Depois da alegoria a luta

5 de março de 2019 | _
O carnaval está acabando e a maioria dos brasileiros a partir de amanhã topam com a vida real, do juros altos, impostos e taxas, além de prestações e mensalidades de escolas e faculdades. Esta é a realidade do ano inteiro. O carnaval não passa de 1 "fogo de palha" que embriaga a carne e por instantes os fazem esquecer da vida real, da (prestação do carro e da casa) das contas de água e luz, combustível e do mercadinho do fim do mês.

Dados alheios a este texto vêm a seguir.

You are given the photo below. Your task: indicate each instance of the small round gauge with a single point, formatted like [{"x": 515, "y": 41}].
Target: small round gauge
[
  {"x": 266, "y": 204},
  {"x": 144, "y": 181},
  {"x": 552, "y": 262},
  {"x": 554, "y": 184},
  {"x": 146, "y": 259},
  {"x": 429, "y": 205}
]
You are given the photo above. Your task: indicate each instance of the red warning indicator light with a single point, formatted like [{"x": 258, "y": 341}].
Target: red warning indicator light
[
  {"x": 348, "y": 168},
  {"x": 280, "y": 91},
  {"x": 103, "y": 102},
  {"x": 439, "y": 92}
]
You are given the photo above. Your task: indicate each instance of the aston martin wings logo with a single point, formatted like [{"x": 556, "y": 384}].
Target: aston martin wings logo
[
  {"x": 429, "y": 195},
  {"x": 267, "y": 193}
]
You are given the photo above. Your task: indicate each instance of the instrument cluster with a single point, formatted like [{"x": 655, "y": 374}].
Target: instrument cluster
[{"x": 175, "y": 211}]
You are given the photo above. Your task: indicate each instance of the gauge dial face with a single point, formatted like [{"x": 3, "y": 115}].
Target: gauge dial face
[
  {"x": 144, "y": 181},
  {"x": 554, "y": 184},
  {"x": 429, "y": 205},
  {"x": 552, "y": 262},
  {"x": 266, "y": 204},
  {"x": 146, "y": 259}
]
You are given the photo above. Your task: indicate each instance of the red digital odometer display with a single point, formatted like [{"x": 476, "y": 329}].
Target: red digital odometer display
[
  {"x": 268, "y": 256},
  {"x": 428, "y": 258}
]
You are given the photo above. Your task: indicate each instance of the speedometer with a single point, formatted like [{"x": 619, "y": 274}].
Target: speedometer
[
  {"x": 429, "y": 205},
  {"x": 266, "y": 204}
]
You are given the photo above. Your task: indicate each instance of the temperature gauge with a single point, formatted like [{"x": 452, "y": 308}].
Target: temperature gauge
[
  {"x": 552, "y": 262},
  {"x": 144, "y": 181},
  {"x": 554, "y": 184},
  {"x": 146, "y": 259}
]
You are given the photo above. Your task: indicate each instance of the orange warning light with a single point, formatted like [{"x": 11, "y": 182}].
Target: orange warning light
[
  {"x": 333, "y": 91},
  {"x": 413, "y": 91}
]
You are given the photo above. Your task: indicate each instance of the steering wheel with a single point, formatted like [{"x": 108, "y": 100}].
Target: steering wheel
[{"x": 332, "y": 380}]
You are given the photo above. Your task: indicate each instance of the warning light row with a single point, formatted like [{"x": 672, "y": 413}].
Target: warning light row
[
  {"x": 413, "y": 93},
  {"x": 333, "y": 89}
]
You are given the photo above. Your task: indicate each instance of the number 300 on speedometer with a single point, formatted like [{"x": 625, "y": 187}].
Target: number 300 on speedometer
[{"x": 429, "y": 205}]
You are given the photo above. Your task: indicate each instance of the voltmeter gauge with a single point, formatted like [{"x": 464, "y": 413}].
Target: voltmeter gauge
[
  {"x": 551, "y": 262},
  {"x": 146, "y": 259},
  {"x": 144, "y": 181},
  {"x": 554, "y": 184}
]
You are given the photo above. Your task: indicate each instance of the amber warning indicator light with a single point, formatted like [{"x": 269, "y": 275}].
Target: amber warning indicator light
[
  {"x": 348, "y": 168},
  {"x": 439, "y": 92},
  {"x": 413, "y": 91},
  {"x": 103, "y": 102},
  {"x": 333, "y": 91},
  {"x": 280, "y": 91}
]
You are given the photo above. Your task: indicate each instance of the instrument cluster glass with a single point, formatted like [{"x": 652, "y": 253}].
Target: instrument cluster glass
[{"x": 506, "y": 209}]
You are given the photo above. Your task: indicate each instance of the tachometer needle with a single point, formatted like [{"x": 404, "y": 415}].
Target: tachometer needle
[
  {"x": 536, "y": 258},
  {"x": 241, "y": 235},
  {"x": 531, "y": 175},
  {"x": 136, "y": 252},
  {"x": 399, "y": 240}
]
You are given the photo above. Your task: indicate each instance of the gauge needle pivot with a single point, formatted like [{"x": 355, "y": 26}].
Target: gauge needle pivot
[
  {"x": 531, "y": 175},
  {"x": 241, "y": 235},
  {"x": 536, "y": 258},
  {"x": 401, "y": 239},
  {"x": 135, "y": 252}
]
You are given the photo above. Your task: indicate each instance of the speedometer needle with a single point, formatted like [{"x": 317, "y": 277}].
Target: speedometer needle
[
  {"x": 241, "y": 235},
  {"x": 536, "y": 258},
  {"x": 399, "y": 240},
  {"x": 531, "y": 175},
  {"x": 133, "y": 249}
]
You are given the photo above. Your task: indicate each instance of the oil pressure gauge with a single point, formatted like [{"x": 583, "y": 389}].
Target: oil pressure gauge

A partir de amanhã o momo dará lugar a outros personagens (deputados e senadores) na saga da Reforma da Previdência, uma luta do governo para condenar o trabalhador até a morte. Se é necessário uma reforma, sim, o é! mas não como escrita pelos algozes do trabalhador no governo do bolsomita.

É sempre assim. FHC se aposentou aos 37 anos, Lula aos 42, Temer aos 54 e porque eu e você temos que trabalhar até os 70 como quer o Bolsonaro, Guedes, Rogério Marinho e Rodrigo Maia?

O rombo das contas públicas não está nem nunca esteve na previdência. Esse rombo das contas públicas está no sistema da dívida pública. O principal problema da economia brasileira está em mecanismos criados pelo sistema financeiro que aumenta lucros e tira benefícios da dívida pública, este é o problema.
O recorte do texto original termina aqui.